Ben & Jerry’s and the Pitfalls of ‘Woke Capitalism’
The firm which is holier-than-thou about the Holy Land is an active contributor to our expanding spending on health care and poor health itself.
The founders of Ben & Jerry’s Ice Cream say they will not give up on their legal effort to block the brand’s parent company Unilever from licensing its sale on the West Bank.
Their legal complaint rests on the power of an independent board established after the Vermont confection’s 2000 sale.
“The independent board has authority over the social mission of the company,” co-founder Jerry Greenfield told MSNBC.
A United States district court judge at New York, Andrew Carter, has ruled otherwise. The ice cream maker has until September 27 to appeal.
Ben & Jerry’s has asserted that it seeks to use Cherry Garcia and other products to “make the world a better place” and that West Bank sales violate that goal.
Apart from their naïve virtue signaling about the Palestinian territories, Ben Cohen and Mr. Greenfield — whose firm has long ranked as a paragon of Environmental, Social, and Governance investing — are blind to the questionable impact of what they sell.
A closer look finds that the ice cream maker is itself open to being viewed as a social problem. The fact that it purports to deserve a high ESG grade shows its conceit, not its virtue.
ESG is a ratings system that its progressive proponents, including notably Mayor Bloomberg and Blackrock’s Larry Fink, believe should guide investment—and thus create a higher-grade form of capitalism.
Think of it as woke capitalism. In reality, it’s a backdoor way to politicize capital through pressure and regulation, in ways which should be left to elected officials to decide.
Ben & Jerry’s portrays itself as a paragon of this capitalism-plus and purports to “advance human rights and dignity, support social and economic justice for historically marginalized communities, and protect and restore the Earth’s natural systems.”
Yet Ben & Jerry’s core problem is this: its basic product can well be viewed as environmentally and socially harmful. Put simply, it’s a sugar pusher.
This is not to preach against eating sweets, if one wants to do so. Full disclosure: I enjoy ice cream.
But it is rich — pun intended — for a firm which purports to help achieve environmental and social benefits to remain blind to the harms which the indulgence it promotes can cause.

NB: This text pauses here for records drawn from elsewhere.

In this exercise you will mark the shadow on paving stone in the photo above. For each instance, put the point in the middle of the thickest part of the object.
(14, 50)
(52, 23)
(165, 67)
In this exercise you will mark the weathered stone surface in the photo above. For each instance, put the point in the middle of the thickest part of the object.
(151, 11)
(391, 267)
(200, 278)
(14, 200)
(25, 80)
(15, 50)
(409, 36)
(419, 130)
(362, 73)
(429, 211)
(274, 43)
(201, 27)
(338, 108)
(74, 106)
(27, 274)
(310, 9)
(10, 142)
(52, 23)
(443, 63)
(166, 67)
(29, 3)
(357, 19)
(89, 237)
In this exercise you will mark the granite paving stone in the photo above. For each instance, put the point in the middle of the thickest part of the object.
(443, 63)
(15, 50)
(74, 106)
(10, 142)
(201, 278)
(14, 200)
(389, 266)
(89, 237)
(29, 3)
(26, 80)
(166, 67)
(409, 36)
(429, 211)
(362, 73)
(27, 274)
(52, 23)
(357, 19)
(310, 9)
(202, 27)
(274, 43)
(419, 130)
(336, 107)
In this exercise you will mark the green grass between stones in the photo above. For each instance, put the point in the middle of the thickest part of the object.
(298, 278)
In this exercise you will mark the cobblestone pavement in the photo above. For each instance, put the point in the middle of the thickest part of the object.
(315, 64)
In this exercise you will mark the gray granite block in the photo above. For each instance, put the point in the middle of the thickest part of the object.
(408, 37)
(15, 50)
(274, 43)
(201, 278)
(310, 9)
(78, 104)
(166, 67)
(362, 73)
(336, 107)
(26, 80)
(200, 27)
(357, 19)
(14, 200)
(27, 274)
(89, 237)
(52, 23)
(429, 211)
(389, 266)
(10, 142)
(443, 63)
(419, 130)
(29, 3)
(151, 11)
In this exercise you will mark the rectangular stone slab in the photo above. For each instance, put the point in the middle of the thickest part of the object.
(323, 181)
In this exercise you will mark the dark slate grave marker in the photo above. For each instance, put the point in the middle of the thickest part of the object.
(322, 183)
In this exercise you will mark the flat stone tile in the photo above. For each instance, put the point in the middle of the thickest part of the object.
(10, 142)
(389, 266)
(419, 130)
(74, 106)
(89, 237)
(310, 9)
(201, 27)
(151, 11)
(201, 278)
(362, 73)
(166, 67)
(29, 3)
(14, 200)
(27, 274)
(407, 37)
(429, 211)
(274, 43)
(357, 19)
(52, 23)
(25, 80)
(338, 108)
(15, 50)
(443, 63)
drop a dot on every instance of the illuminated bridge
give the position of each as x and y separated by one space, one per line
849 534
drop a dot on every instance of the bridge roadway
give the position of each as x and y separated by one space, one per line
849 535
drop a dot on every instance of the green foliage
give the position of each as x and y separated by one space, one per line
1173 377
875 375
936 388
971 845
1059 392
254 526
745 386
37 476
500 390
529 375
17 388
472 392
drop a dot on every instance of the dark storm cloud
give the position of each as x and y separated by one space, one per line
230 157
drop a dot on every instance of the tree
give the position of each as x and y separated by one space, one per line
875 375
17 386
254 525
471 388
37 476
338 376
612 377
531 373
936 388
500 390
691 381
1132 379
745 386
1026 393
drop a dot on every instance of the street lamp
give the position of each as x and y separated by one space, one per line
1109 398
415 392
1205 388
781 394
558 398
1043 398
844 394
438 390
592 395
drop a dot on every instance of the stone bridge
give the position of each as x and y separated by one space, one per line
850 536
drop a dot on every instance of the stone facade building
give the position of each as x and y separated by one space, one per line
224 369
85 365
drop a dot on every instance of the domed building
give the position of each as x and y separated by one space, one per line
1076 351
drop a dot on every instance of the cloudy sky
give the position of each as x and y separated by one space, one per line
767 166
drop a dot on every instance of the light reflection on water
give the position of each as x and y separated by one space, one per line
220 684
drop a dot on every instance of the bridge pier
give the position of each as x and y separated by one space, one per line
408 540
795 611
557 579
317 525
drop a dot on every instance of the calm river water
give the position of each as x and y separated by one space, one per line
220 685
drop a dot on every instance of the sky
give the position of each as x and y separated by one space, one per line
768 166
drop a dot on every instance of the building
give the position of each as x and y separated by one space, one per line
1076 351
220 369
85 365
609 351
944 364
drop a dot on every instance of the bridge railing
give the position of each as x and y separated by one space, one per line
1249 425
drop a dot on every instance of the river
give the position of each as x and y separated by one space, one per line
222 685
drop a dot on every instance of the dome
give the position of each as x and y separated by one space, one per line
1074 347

Ben &Jerry’s Chocolate Brownie Fudge, for instance, contains, as per its nutritional label, 36 grams of sugar in just two-thirds of a cup. That’s as much sugar as the American Heart Association recommends men should consume all day.
Memo to Ben & Jerry’s from the Centers for Disease Control and Prevention: “Americans are eating and drinking too many added sugars, which can contribute to health problems such as weight gain and obesity, type 2 diabetes, and heart disease.”
In other words, the firm which is holier-than-thou about the Holy Land is an active contributor to our expanding spending on health care and poor health itself.
Nor should the firm get a passing grade for its environmental impact.
As the World Wildlife Fund puts it: “Sugar mills produce wastewater, emissions and solid waste that impact the environment … absorbing all the available oxygen and leading to massive fish kills.”
The point here is not that we should all abstain from sugar — but that self-righteous firms like Ben & Jerry’s should abstain from finger-pointing.
It turns out that before it preaches about geopolitics, it should look in the mirror.